Can China make the leap to a high-income future?
A woman walks at the Bund in front of the financial district of Pudong in Shanghai. Image: REUTERS/Aly Song.
Erik Berglof
Director, Institute of Global Affairs, School of Public Policy, London School of Economics & Political Sciences“What if this is ‘as good as it gets’?” Jack Nicholson asks, as he walks through his psychiatrist’s waiting room in the eponymous film. At the recent meeting of G-20 finance ministers in Shanghai, participants were asking much the same question – and not just with regard to medium-term expectations of weak global growth. Many are now wondering whether China’s current growth rate will be as good as it gets for a long time to come.
Determining the validity of such fears requires understanding what is driving China’s economic slowdown. Some offer a straightforward explanation: China, along with other major emerging economies, has become ensnared in the dreaded “middle-income trap,” unable to break through to advanced-economy status. But this assumes that some exogenous force or tendency causes countries to become “stuck” at a particular income level – a view that one academic study after another has debunked.
To be sure, countries do often struggle to achieve high-income status. According to the World Bank, only 13 of 101 countries classified as middle income in 1960 had reached high-income status in 2008. Moreover, some middle-income countries, after promising growth, spent decades “trapped” at a certain per capita income level. Argentina, for example, kept pace with the United States in per capita income growth from 1870 to 1940; since then, the gap has been widening steadily. In this manner, even countries that make it to high-income status sometimes regress to middle-income levels.
But there is no historical necessity that dictates that countries get stuck at particular levels of income. On the contrary, studies suggest that fast-growing low-income economies are also likely to become fast-growing middle-income economies, and ultimately to graduate to high-income status. If an economy gets stuck, it is because it has failed to adjust, as the basis for growth changes. And, in fact, the lack of capacity for self-transformation normally would have been visible at low-income levels, too.
What, exactly, does the needed adjustment entail? While the specifics vary across countries, the innovation-focused Neo-Schumpeterian growth theory, proposed by the economists Philippe Aghion and Peter Howitt, offers some important insights.
Aghion and Howitt view innovation as any change that leads to the introduction of new products or processes in the market where a firm operates. Countries far from the world technology frontier are better off imitating existing technologies and adapting them to local conditions, but over time such countries must improve their capacity for innovation.
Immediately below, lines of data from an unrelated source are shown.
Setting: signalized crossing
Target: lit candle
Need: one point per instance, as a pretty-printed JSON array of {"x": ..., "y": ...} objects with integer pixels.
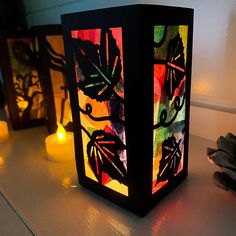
[
  {"x": 4, "y": 133},
  {"x": 60, "y": 146}
]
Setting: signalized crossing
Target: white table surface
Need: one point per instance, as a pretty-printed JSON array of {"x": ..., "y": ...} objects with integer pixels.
[{"x": 48, "y": 198}]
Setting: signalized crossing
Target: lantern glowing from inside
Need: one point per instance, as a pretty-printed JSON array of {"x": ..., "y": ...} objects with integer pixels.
[
  {"x": 129, "y": 88},
  {"x": 103, "y": 141}
]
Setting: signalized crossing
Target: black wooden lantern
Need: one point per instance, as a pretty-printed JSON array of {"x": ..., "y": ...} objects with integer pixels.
[
  {"x": 20, "y": 65},
  {"x": 129, "y": 71},
  {"x": 53, "y": 76}
]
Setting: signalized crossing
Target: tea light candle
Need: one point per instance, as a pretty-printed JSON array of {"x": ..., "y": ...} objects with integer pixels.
[
  {"x": 4, "y": 133},
  {"x": 60, "y": 146}
]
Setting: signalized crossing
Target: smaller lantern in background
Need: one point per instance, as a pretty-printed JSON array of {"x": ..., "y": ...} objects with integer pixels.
[
  {"x": 53, "y": 76},
  {"x": 20, "y": 65}
]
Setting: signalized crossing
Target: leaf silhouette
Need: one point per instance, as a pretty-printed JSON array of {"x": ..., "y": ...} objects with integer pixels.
[
  {"x": 103, "y": 155},
  {"x": 171, "y": 156},
  {"x": 99, "y": 66},
  {"x": 175, "y": 66}
]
Studies have also shown a positive link between innovation and social mobility, and even between innovation and income inequality.
Central to the innovation-focused perspective is the notion that economic growth requires technology transfers and an environment in which new firms can form, grow, and exit (thereby reallocating factors of production to more successful firms). Quality of management obviously plays a key role, but institutions and human capital also matter; corruption, credit constraints, and lack of access to high-quality education all make economic transformation more difficult.
But fostering innovation is not a silver bullet. While providing returns to innovators can help to spur more innovation, it can also allow businesspeople to capture too large a share of the transformation process. For example, whereas Bill Gates has probably been good for economic transformation, the Mexican telecoms billionaire Carlos Slim has not. Encouraging one kind of innovator could easily give rise to the other.
What does all this mean for China? As the country attempts to create the conditions for greater genuine innovation, it must also address myriad short-term challenges. It is caught in a deflationary spiral, with falling prices and increased anxiety over the economy’s prospects reinforcing each other. And excessive lending to the corporate sector, particularly in manufacturing, has led to massive excess capacity and a growing mountain of bad debt, suppressing growth.
Compounding the challenge, China’s economy is more globally relevant and interconnected than ever before, which means that any action it takes can have far-reaching effects. With tried and tested policies unlikely to work in this new context, the government is having to improvise. And, as anxious markets clearly recognize, that approach carries the potential for policy mistakes.
Nonetheless, there is good reason to believe that China can succeed, given that the country’s economic history indicates an impressive capacity for transformation. Of course, China’s economy has come a long way since Deng Xiaoping initiated the policy of reform and opening up in 1978. But even in more recent years, the skill content in China’s output has improved radically, and resources have been successfully transferred from agriculture to the services sector, rather than to the manufacturing sector, where large state-owned firms still dominate many industries.
If the recent research debunking the middle-income trap is correct, China – one of history’s most miraculous growth stories – has a very good chance of succeeding in the transition to high-income status with similar vigor. The underlying structural changes that have occurred in China in recent years reinforce this optimism. China will need to continue reforms and overcome vested interests, particularly in the state-owned sector, but its chances of success remain high.